ChatOps at RIMDev Using Probot
About a year ago, RIMDev started a DevOps transformation. As part of that transformation, we started to use slots in Azure app services, deployed to multiple regions for resilience, and a whole lot of other useful additions. We outline many of these changes in the post titled Our DevOps Journey. This post is part of a series of posts about RIMDev’s DevOps transformation.
The Problem
Swapping from staging to production was a new process at RIMDev. It solved many hard problems for us, but almost immediately we realized that manually swapping in the Azure portal was a frustrating experience. Using the portal was tedious and error-prone when you are managing multiple instances in different regions. So we ended up settling on using the swap functionality built into Terraform’s azure provider. This was good because we couldn’t make mistakes like forgetting to swap an instance. However, it required two PRs for each deployment. A PR to swap the instances and a PR to remove the Terraform state.
TLDR; Using Terraform to manage swaps is a pain and it was becoming irritating for the whole team.
The Idea
We knew that we needed to create another tool to manage swaps and maybe do some other little housekeeping chores. We figured that we’d create a webpage with a traditional UI but we stalled with creating the tool even after the pain of Terraform swaps was becoming apparent. This time spent experiencing the pain of Terraform swaps led Khalid to have the insight that this new DevOps tool should work as a chatbot. We could manage our infrastructure in the same places that we work, Slack and GitHub, and we’d leave a trail of breadcrumbs. Needless to say, the team thought this was an excellent idea and within a week we had some rudimentary functionality running in what we called Rimbot.
The Stack
We wanted a bot that could work in Slack and GitHub, but GitHub is the primary place where our work happens. We manage work prioritization and assignment with GitHub issues, we create release notes in GitHub, we manage our code in GitHub, creating release branches kicks off builds to deploy to our staging environment, etc. So we were looking for a framework that would easily allow us to integrate with GitHub. This led us to Probot. Probot is designed to make creating a bot that responds to GitHub events effortless. You don’t have to worry about setting up anything. You just create a listener for some event you are interested in and you are off to the races. Everything is included.

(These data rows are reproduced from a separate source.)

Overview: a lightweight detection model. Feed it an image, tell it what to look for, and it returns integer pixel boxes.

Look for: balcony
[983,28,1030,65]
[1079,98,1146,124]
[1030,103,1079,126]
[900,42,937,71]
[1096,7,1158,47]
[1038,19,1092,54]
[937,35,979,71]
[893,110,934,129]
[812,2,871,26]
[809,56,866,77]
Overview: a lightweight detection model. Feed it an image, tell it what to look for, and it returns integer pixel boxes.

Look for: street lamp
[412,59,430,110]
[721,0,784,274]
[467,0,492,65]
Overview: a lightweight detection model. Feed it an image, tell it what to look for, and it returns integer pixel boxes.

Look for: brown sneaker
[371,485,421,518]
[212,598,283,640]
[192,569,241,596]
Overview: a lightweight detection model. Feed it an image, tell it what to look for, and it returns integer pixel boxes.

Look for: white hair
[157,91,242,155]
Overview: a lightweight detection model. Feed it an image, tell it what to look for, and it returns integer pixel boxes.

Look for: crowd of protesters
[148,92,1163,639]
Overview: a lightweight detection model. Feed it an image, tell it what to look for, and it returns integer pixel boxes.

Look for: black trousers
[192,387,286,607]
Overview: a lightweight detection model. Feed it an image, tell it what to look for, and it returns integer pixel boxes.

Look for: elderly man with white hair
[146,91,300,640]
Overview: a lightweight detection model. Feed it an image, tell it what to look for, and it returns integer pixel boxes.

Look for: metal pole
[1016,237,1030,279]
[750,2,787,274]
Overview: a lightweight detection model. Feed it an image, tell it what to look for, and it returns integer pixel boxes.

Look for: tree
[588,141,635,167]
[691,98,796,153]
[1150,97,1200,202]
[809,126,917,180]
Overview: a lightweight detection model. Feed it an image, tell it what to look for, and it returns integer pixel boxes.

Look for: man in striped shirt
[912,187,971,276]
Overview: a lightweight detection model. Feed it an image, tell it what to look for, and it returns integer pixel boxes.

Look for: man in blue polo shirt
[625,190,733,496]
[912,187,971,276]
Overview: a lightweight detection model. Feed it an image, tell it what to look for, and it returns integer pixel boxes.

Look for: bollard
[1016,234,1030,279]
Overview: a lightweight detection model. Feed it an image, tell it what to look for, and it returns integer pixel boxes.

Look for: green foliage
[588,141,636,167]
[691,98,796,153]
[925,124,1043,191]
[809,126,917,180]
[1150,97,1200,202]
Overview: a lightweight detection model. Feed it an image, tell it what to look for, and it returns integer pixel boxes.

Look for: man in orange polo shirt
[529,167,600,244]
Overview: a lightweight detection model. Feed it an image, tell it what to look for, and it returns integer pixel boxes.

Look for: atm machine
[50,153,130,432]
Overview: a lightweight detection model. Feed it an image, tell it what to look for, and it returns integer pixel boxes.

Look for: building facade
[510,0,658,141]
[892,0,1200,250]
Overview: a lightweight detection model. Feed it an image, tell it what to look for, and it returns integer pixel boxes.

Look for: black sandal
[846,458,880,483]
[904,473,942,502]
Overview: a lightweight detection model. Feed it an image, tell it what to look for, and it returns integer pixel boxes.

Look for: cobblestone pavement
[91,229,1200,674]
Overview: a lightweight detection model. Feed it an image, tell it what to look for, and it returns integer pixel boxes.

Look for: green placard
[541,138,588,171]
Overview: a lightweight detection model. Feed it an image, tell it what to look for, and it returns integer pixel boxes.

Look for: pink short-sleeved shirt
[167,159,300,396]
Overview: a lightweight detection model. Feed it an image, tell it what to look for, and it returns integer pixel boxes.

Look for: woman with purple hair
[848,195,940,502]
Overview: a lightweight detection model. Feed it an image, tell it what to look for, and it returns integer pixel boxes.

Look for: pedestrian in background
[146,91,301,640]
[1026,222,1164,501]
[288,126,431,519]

Rimbot is a TypeScript app. It is our first major app written in TypeScript and it has been a great experience. We’ve refactored and evolved Rimbot from a simple little app to something much more complex. We felt comfortable creating massive design changes even after our team was depending on Rimbot because the type system was catching all the obvious errors. Rimbot simply wouldn’t compile if it wasn’t likely to work. TypeScript does take a little more ceremony to work but in the end, we think it is worth it.
The Deployment
Rimbot was relatively simple to deploy. It just required us to register our bot with Git hub and then host Rimbot somewhere. After some pain of trying to host Rimbot on a windows azure application instance running node (hosting in IIS will not work due to a fundamental problem of how Probot and IIS handle ports), we just ended up running Rimbot on a Linux app service plan in Azure and this worked like a breeze. Rimbot is continuously deployed, when a PR is merged to master
Rimbot is deployed to production.
The Evolution
The first commands we deployed were @rimbot health [service names]

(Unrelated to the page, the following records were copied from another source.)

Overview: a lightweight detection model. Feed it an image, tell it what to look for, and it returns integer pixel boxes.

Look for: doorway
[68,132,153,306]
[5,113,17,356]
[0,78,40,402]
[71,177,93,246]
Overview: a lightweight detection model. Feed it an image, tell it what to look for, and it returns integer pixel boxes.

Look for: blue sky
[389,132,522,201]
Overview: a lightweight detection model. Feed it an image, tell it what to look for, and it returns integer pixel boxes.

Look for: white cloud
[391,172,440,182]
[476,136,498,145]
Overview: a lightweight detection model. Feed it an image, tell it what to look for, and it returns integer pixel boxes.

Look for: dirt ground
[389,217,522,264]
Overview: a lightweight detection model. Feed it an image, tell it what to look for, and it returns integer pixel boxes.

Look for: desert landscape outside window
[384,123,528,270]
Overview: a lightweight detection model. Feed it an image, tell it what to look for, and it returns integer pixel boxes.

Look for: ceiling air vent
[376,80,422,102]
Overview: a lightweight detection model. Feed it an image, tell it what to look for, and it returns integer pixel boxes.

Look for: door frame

, @rimbot version [service names]
, and @rimbot swap [service names]
. We didn’t worry about Slack in our first versions of Rimbot. We wanted our swap command to be very safe. So swap built on top of the functionality we created in version and health. Swap calls out to version to make sure that all of the staging instances are running the correct code before we swap and then it checks version again after the swap is done to make sure that the version of the app is correct in production. We also make sure that the apps are reporting that they are healthy using the functionality built into health.
From that relatively simple app, Rimbot has evolved to:
- Run commands on Slack that are informational. For example, health is available to run in slack but
swap
is not. - Run commands from Microsoft Teams with the same rules as slack (pending)

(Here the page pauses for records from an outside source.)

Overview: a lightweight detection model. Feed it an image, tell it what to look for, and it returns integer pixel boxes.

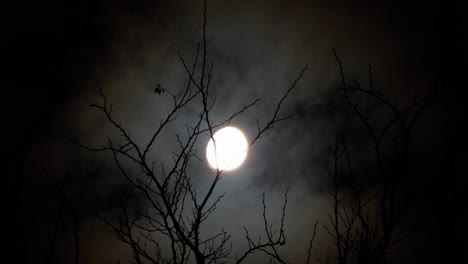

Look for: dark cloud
[3,0,463,263]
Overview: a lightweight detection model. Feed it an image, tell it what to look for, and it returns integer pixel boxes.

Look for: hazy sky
[3,0,466,263]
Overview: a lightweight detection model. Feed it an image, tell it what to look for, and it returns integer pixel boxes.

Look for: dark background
[2,0,468,263]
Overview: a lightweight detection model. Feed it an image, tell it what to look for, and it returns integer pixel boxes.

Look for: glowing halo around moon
[206,127,248,171]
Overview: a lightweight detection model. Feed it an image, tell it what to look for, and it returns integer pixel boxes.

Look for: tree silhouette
[80,1,307,264]
[323,50,438,264]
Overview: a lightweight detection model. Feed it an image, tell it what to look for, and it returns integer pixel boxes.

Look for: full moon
[206,127,248,171]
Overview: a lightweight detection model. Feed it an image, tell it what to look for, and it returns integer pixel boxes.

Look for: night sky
[1,0,468,263]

- Have the ability to cut release branches with a single command
- Monitor how much code is not deployed
- Scale-up and down the development environment to save hosting costs
- And more
The Reception
Our team loves what Rimbot has done to our processes. Here is a sampling of unsolicited praise:
- “I cannot tell you enough…how much I love rimbot! and how we handle releases these days!” - Steliana Vassileva, Documentation Specialist
- ”Y’know you really are creating a great tool. 🙂” - Beth Warner, Lead QA Developer
- ”Rimbot, you’re the only one that talks to me anymore. Respect 🤗’” - Khalid Abuhakmeh, Software Development Director
- ”Rimbot is so fun to work on! I am working nights and weekends because I can’t stop. I’m afraid there might be an intervention soon.” - Thomas Anderson Sobieck, Sr. Software Developer
This is a random exchange from Slack:
"I kind of want a `rimbot` sweatshirt" - John Vicari, Developer
"I would wear the hell out of a rimbot sweatshirt" - Jaime Jones, Lead Frontend Developer
"can we do ugly sweaters too?!" - Andrew Rady, Front End Developer
Sadly, this sweatshirt situation hasn’t materialized.